Verbote sollen möglich werden Pistorius will Koranstände per Gesetz stoppen

Von Klaus Wieschemeyer

Koranverteilung in Hannover im Jahr 2012. In den vergangenen beiden Jahren sind die Stände faktisch aus der Landeshauptstadt verschwunden. Foto: dpaKoranverteilung in Hannover im Jahr 2012. In den vergangenen beiden Jahren sind die Stände faktisch aus der Landeshauptstadt verschwunden. Foto: dpa

Hannover. Koranstände wie die der Initiative „Lies!“ galten in Sicherheitskreisen als Hotspots für die Anwerbung neuer Salafisten. Nun will das Land, dass die Städte die Stände einfacher verbieten können.

Mit einer Änderung des niedersächsischen Straßengesetzes will die Landesregierung Koran-Verteilaktionen an Informationsständen salafistischer Gruppen ausbremsen.

Innenminister Boris Pistorius stellte am Dienstag in Hannover einen entsprechenden Kabinettsentwurf vor, der voraussichtlich nach der Sommerpause den Landtag passieren wird. Ursprünglich hatte das Gesetz bereits in der vergangenen Legislatur verabschiedet werden sollen, dann kamen aber die vorgezogenen Neuwahlen dazwischen.

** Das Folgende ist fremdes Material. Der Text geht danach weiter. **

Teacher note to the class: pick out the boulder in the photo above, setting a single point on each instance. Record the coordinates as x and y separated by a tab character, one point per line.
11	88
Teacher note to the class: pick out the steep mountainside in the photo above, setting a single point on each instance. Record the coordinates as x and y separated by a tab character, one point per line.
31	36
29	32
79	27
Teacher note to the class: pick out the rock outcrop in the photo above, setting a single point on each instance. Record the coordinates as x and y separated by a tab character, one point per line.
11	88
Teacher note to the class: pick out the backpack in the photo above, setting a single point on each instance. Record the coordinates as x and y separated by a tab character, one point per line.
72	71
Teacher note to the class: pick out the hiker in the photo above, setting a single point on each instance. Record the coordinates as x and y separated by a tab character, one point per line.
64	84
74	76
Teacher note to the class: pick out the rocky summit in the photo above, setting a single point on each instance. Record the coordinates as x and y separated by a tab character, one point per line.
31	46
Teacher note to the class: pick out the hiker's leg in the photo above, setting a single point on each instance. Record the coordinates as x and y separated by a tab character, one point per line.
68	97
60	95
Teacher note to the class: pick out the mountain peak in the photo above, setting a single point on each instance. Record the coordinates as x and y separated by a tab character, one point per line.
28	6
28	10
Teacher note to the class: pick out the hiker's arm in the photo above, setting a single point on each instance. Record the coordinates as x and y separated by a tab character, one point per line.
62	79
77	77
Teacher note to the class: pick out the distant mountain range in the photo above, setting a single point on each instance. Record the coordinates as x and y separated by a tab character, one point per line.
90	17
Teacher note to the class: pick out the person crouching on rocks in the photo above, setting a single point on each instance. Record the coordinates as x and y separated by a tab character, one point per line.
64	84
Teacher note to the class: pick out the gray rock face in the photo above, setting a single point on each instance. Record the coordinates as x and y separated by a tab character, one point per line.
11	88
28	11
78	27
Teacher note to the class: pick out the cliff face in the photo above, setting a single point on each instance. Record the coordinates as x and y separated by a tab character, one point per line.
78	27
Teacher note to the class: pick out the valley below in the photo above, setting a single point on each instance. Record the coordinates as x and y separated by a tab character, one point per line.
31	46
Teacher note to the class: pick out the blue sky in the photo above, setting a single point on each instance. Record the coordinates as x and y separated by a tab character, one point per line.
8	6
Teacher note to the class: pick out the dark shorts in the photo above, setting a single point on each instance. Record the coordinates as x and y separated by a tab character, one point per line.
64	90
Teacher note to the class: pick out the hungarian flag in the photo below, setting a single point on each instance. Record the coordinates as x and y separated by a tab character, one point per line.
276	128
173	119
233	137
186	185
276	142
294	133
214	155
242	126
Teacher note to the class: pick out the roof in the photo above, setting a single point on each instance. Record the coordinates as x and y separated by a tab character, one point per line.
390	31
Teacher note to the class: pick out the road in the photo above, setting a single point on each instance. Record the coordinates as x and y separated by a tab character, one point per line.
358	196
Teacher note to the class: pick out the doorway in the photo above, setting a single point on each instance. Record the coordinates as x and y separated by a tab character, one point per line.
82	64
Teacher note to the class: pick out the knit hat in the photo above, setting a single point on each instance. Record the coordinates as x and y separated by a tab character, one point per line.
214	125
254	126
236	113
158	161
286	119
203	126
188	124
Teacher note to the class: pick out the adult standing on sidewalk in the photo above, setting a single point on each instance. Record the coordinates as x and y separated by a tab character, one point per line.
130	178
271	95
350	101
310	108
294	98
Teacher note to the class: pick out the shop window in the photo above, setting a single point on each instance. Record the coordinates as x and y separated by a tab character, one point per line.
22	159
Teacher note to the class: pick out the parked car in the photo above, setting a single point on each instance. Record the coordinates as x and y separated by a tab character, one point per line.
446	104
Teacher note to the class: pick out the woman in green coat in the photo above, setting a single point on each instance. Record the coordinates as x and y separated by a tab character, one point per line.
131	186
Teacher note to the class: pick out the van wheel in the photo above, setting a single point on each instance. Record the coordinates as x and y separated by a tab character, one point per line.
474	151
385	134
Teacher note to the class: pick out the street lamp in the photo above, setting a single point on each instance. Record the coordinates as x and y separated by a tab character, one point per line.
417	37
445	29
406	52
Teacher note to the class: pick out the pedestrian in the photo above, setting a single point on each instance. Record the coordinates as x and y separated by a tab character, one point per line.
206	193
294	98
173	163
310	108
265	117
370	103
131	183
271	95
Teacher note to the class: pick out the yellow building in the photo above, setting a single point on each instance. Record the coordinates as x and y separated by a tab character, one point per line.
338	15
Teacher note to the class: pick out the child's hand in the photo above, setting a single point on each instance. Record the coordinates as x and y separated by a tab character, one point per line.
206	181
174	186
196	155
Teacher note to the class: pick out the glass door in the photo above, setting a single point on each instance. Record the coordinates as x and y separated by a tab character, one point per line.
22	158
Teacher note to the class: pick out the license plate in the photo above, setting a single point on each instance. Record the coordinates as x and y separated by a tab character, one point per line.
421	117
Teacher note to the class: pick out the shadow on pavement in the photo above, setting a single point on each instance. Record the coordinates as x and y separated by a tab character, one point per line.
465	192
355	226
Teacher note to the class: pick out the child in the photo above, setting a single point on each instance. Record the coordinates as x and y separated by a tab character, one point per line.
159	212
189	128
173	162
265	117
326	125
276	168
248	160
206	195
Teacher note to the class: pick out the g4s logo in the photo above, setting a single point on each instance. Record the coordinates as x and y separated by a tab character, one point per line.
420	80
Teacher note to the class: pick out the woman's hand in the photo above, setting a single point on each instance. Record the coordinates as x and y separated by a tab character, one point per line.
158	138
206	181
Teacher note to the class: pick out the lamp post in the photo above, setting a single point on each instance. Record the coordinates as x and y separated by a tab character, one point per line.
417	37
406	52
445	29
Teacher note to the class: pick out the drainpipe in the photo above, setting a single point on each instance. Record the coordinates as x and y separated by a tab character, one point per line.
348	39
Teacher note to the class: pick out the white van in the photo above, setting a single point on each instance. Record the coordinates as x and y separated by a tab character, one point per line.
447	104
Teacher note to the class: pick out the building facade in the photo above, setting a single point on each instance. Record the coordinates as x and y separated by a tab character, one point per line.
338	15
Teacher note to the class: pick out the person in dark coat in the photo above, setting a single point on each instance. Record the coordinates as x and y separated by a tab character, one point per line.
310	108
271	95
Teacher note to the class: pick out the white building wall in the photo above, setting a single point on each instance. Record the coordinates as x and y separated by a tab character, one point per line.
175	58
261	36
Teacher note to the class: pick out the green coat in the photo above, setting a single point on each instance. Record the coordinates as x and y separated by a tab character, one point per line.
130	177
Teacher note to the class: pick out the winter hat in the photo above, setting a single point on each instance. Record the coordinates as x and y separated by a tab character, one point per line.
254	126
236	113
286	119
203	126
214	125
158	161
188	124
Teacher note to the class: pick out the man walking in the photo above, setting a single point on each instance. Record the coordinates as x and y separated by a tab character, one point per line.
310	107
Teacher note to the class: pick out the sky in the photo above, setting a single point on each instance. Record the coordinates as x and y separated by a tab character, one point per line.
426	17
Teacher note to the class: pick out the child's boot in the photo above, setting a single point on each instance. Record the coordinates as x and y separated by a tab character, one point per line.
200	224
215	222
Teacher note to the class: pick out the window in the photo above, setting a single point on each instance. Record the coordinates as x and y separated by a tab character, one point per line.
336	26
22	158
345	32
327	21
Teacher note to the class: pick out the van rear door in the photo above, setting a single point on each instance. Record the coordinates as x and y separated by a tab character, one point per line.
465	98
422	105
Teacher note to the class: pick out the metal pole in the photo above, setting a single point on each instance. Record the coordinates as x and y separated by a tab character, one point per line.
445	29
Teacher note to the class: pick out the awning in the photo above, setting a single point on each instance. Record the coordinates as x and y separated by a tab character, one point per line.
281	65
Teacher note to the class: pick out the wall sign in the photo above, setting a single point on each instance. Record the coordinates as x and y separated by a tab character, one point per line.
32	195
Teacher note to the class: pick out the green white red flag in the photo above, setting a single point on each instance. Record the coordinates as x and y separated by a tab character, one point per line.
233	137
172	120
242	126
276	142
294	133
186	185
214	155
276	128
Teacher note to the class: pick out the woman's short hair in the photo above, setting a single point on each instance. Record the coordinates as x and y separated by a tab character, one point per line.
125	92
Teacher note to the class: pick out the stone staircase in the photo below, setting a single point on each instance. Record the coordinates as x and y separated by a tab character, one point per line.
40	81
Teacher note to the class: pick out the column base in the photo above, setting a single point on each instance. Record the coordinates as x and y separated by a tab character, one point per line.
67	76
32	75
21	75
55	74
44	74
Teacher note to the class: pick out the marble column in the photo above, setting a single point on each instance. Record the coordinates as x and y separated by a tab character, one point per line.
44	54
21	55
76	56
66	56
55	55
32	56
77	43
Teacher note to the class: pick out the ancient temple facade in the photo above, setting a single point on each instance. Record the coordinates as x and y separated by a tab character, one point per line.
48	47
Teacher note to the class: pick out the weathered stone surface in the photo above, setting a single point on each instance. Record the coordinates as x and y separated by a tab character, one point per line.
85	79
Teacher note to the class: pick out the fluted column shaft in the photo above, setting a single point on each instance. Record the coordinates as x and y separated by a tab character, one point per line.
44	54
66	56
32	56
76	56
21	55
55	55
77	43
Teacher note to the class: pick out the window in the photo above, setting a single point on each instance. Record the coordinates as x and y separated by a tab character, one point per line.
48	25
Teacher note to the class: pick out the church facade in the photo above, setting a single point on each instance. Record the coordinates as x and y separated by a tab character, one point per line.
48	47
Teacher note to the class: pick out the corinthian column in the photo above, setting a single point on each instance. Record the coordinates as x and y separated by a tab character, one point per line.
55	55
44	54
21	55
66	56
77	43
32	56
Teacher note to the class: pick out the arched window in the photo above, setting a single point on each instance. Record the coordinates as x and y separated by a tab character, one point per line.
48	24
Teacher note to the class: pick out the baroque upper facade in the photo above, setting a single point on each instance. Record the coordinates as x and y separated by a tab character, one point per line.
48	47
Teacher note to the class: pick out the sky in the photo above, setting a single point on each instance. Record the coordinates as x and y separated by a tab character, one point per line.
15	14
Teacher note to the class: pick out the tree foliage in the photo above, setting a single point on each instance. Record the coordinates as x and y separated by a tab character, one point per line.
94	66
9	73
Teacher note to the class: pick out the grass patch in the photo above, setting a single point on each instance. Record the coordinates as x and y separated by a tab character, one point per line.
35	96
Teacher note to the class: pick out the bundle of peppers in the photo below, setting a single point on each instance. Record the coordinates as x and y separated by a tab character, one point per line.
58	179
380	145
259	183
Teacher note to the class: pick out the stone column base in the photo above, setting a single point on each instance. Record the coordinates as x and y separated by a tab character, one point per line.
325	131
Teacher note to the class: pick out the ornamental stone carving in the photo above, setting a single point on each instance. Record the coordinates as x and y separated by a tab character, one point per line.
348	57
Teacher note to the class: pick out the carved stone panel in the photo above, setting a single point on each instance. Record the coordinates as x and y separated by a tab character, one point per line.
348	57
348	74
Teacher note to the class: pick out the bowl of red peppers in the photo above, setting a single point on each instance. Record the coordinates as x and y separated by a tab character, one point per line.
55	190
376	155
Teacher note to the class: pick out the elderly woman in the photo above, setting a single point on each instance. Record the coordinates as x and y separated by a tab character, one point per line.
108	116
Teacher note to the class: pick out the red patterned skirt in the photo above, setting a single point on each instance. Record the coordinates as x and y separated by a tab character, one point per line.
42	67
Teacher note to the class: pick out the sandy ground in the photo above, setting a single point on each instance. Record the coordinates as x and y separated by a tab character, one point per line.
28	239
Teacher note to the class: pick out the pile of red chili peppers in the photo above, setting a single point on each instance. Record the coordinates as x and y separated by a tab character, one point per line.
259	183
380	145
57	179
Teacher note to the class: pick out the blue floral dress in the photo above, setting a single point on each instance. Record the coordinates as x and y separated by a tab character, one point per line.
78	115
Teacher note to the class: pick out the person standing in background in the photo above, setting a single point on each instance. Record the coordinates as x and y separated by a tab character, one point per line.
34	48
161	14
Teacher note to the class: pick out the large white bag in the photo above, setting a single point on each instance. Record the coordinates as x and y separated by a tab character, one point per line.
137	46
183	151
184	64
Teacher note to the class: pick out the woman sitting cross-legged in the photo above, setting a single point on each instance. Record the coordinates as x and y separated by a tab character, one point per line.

Koranstände, wie die der Aktion „Lies!“ seien in den vergangenen Jahren öffentliche Anlauf- und Anwerbepunkte der Salafistenszene gewesen, begründete Pistorius den Vorstoß. Dabei hätten die Infostände eine Doppelfunktion gehabt: Nicht nur Informationsmaterial zu verteilen, sondern auch vor allem junge Menschen anzulocken. Viele später radikalisierte Jugendliche seien erst an den Ständen in Kontakt mit der Szene gekommen. Auch die hannoversche Salafistenzelle mit den inzwischen wegen Mordanschlägen verurteilten Geschwistern Saleh und Safia S. war eng mit einem Koranstand in der Stadt verbunden.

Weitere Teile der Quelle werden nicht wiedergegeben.